Given the efforts of Congress in the past, Alina Salganicoff, director of women’s health policy at Kaiser Family Foundation, told Rewire in mid-February it was possible “they [could] put in language into the Medicaid block grant limiting participation of providers that also provide abortion services.”

Though she stressed it’s difficult to predict specifics without any actual legislation or detailed proposals, “Congress has shown intense interest in eliminating Medicaid as a source of funding for Planned Parenthood,” she said.

Like the lawmakers in Texas, Republicans around the country have spent years embarking on a massive crusade to undercut and eliminate funding for Planned Parenthood. Efforts by the discredited Center for Medical Progress to smear the provider only served to ramp up the GOP’s efforts, even as countless investigations turned up no evidence of wrongdoing.

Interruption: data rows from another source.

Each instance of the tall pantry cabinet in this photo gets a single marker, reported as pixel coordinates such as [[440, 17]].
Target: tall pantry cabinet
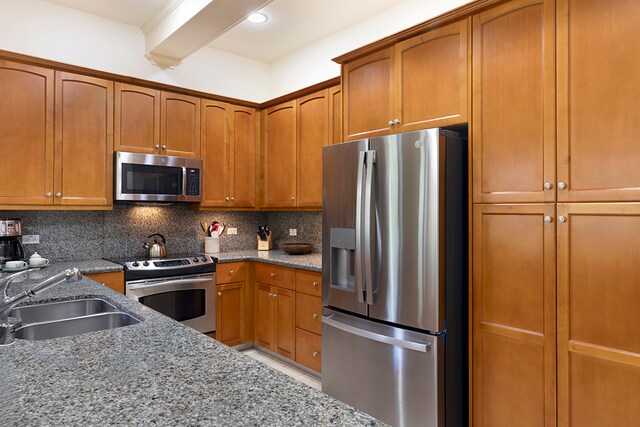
[[555, 276]]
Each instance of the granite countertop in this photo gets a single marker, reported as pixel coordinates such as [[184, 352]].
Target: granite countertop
[[311, 262], [157, 372]]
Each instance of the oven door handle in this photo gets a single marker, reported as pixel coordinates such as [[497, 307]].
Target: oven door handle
[[168, 283]]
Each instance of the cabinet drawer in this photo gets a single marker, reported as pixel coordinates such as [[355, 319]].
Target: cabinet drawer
[[308, 313], [230, 272], [308, 349], [282, 277], [309, 282]]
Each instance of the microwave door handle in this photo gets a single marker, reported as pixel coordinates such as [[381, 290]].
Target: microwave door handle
[[168, 283], [360, 228]]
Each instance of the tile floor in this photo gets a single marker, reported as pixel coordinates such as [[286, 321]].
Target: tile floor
[[274, 363]]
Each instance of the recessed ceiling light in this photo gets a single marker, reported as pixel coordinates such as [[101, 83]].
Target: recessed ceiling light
[[257, 18]]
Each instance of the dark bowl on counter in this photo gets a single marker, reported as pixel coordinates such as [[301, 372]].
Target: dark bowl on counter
[[297, 248]]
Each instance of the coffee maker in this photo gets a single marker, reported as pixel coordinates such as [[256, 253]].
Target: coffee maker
[[10, 240]]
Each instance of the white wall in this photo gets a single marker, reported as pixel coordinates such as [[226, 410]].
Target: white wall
[[313, 63], [50, 31]]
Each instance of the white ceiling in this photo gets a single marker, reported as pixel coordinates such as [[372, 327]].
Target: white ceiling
[[292, 24]]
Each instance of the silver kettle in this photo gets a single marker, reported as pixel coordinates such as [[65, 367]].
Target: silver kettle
[[156, 249]]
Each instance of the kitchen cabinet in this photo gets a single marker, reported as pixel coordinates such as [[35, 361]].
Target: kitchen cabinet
[[229, 155], [137, 119], [598, 317], [26, 133], [513, 130], [514, 314], [83, 166], [598, 89], [179, 125], [112, 280], [418, 83]]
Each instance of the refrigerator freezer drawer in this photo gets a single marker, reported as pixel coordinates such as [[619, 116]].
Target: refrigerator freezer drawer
[[391, 373]]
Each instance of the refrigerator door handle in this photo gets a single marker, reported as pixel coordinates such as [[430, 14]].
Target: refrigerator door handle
[[409, 345]]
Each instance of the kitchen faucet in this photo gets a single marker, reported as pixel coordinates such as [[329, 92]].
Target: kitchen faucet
[[8, 325]]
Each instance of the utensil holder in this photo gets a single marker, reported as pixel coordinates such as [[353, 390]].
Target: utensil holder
[[212, 245]]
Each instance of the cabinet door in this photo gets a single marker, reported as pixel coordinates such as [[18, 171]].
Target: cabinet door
[[285, 322], [137, 119], [83, 140], [279, 156], [230, 313], [313, 134], [431, 79], [514, 332], [335, 115], [179, 125], [243, 156], [26, 134], [265, 317], [598, 316], [598, 92], [368, 104], [216, 187], [514, 103]]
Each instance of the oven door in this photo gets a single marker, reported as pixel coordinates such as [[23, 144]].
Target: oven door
[[187, 299]]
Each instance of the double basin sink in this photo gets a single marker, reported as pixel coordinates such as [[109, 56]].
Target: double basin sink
[[69, 318]]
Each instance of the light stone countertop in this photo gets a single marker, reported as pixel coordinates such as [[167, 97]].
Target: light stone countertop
[[157, 372]]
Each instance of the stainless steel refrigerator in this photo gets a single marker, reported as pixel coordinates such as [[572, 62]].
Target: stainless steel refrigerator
[[395, 325]]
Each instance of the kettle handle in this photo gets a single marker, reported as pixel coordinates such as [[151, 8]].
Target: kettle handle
[[160, 235]]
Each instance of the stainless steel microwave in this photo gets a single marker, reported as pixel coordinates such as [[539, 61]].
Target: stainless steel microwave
[[155, 178]]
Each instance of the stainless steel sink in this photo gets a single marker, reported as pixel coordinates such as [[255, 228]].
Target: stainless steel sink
[[74, 326], [69, 318]]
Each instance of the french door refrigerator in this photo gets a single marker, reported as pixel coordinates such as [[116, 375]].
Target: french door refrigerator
[[394, 326]]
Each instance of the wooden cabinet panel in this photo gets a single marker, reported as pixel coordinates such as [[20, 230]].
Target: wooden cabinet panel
[[514, 103], [285, 306], [514, 331], [283, 277], [243, 156], [279, 156], [113, 280], [26, 133], [265, 317], [431, 78], [230, 313], [308, 313], [83, 140], [309, 349], [216, 179], [230, 272], [598, 319], [312, 134], [309, 282], [598, 89], [137, 119], [368, 88], [180, 125]]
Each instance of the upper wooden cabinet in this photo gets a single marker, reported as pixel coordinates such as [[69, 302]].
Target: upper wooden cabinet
[[26, 134], [83, 167], [179, 125], [598, 90], [229, 154], [137, 119], [514, 103], [417, 84]]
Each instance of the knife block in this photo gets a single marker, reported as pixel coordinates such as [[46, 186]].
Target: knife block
[[265, 245]]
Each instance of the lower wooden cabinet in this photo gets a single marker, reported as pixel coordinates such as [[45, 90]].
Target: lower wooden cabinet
[[113, 280], [230, 313]]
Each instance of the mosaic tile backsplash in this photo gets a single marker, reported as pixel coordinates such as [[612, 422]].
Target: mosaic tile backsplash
[[71, 235]]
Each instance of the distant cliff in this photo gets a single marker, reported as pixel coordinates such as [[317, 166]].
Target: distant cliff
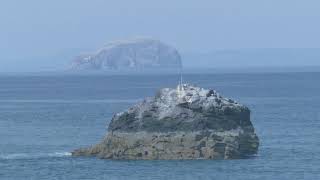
[[130, 54]]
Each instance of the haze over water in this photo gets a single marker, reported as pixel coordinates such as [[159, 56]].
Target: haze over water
[[43, 118]]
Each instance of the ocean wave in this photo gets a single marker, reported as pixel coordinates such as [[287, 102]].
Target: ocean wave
[[14, 156]]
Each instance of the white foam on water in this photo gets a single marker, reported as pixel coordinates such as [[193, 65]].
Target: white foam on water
[[15, 156]]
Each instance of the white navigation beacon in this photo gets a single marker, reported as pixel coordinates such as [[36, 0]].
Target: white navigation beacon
[[180, 89]]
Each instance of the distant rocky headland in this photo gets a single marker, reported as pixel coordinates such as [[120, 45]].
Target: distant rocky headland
[[135, 54], [184, 123]]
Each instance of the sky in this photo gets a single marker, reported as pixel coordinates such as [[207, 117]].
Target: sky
[[40, 28]]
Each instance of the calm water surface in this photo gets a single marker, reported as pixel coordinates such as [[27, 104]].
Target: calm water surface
[[43, 118]]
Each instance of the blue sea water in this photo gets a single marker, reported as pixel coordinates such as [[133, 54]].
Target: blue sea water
[[44, 117]]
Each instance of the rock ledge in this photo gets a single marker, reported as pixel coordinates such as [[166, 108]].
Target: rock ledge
[[183, 123]]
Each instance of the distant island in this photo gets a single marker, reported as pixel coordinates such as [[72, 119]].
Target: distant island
[[133, 54]]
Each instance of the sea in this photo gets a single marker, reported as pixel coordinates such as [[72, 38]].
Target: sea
[[44, 117]]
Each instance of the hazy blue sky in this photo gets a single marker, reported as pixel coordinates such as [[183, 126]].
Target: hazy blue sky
[[40, 28]]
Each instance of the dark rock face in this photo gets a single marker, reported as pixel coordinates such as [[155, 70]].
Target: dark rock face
[[130, 54], [184, 123]]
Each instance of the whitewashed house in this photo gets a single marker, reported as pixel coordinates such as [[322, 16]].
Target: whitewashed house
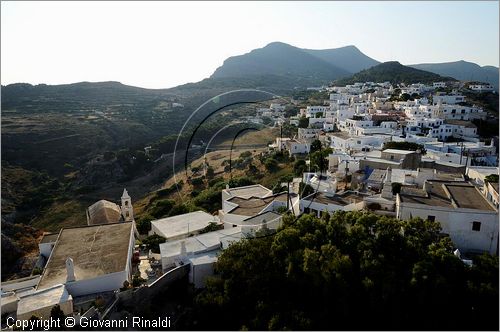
[[460, 208]]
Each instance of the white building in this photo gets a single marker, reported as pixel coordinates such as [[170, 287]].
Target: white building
[[184, 225], [481, 87], [448, 99], [106, 212], [200, 252], [91, 259], [320, 202], [40, 303], [463, 212]]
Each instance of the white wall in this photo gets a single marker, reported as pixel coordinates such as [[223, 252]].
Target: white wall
[[103, 283], [458, 224]]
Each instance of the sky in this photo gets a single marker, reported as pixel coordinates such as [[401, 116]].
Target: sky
[[164, 44]]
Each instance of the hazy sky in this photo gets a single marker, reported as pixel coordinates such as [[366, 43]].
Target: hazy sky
[[163, 44]]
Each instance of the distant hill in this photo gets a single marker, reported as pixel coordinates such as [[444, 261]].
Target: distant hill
[[87, 93], [349, 58], [463, 70], [281, 60], [393, 72]]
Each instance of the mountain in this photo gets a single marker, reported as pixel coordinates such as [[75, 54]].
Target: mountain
[[349, 58], [462, 70], [393, 72], [281, 60]]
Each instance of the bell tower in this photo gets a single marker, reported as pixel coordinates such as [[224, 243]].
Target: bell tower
[[127, 209]]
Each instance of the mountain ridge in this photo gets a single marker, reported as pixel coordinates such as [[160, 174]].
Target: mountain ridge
[[394, 72]]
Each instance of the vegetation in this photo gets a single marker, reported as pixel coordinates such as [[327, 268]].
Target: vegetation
[[324, 274], [404, 146], [493, 178], [299, 167]]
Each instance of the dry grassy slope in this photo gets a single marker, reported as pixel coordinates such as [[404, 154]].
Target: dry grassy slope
[[58, 215]]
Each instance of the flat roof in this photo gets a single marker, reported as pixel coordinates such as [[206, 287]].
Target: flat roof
[[249, 191], [209, 257], [184, 224], [441, 194], [463, 123], [341, 199], [199, 243], [42, 299], [95, 250], [397, 151]]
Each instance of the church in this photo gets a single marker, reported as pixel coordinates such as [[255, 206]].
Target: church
[[106, 212]]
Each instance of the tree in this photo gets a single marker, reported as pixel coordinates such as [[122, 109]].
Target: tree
[[303, 122], [396, 188], [153, 242], [493, 178], [58, 315], [305, 190], [319, 159], [351, 265]]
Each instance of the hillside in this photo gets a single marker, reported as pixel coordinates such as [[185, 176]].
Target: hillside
[[393, 72], [280, 60], [462, 70], [349, 58]]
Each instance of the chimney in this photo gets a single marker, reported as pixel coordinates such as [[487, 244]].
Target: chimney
[[183, 248], [70, 270]]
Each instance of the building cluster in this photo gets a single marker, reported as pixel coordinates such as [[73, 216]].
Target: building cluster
[[440, 177]]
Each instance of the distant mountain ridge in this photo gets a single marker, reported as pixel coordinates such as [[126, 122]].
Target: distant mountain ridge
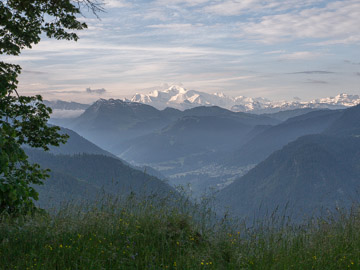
[[182, 99], [310, 174]]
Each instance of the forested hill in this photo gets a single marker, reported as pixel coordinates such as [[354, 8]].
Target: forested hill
[[85, 176]]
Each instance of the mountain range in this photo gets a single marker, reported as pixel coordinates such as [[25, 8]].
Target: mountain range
[[182, 99], [311, 174], [81, 171]]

While the Obama administration repeatedly moved to block Republican efforts to defund Planned Parenthood, a Trump administration has given the GOP renewed hope for accomplishing their goals. House Republicans moved just weeks ago to overturn Obama’s efforts to safeguard funding for family planning providers.

Those attacks are likely only the beginning, and Medicaid reform may be the way to help the party achieve its goals. Sandusky said that her organization is “absolutely anticipating major threats to the safety net either through provider restrictions or funding cuts or a fundamental restructuring of the Medicaid program.”

Because block grants essentially cap how much the government allocates each year to states, restructuring the program in this way could also hinder a state’s ability to deal with a public health crisis or an economic downturn should one arise.

“Under the current financing structure federal funds are tied to actual costs, program needs and state policy decisions,” explained Robin Rudowitz, an associate director for the Program on Medicaid and the Uninsured at the Kaiser Family Foundation, in a January issue brief. “If medical costs rise, more individuals enroll due to an economic downturn or there is an epidemic (such as HIV/AIDS) or a natural disaster (like Hurricane Katrina), or new treatments (like drugs for hepatitis C), Medicaid can rapidly respond and federal payments automatically adjust to reflect the added costs of the program,” wrote Rudowitz.

That may not be the case anymore with block grants. “Currently, the federal government and states share in those unanticipated costs,” wrote CBPP’s Edwin Park in a brief for the organization. “Under a block grant, however, states alone would bear them.”

Though some Republicans, as NPR put it, “have advocated block grants as a way to cut the Medicaid costs”—a claim unsupported by evidence—what they’re really talking about is taking away patient’s access to essential health care. While we may not have enough details about the party’s supposed “plan” to change the program to know exactly how it may play out, it’s clear that regardless of how they do it, block grants could open the doors to millions of people losing their access to critical reproductive health care.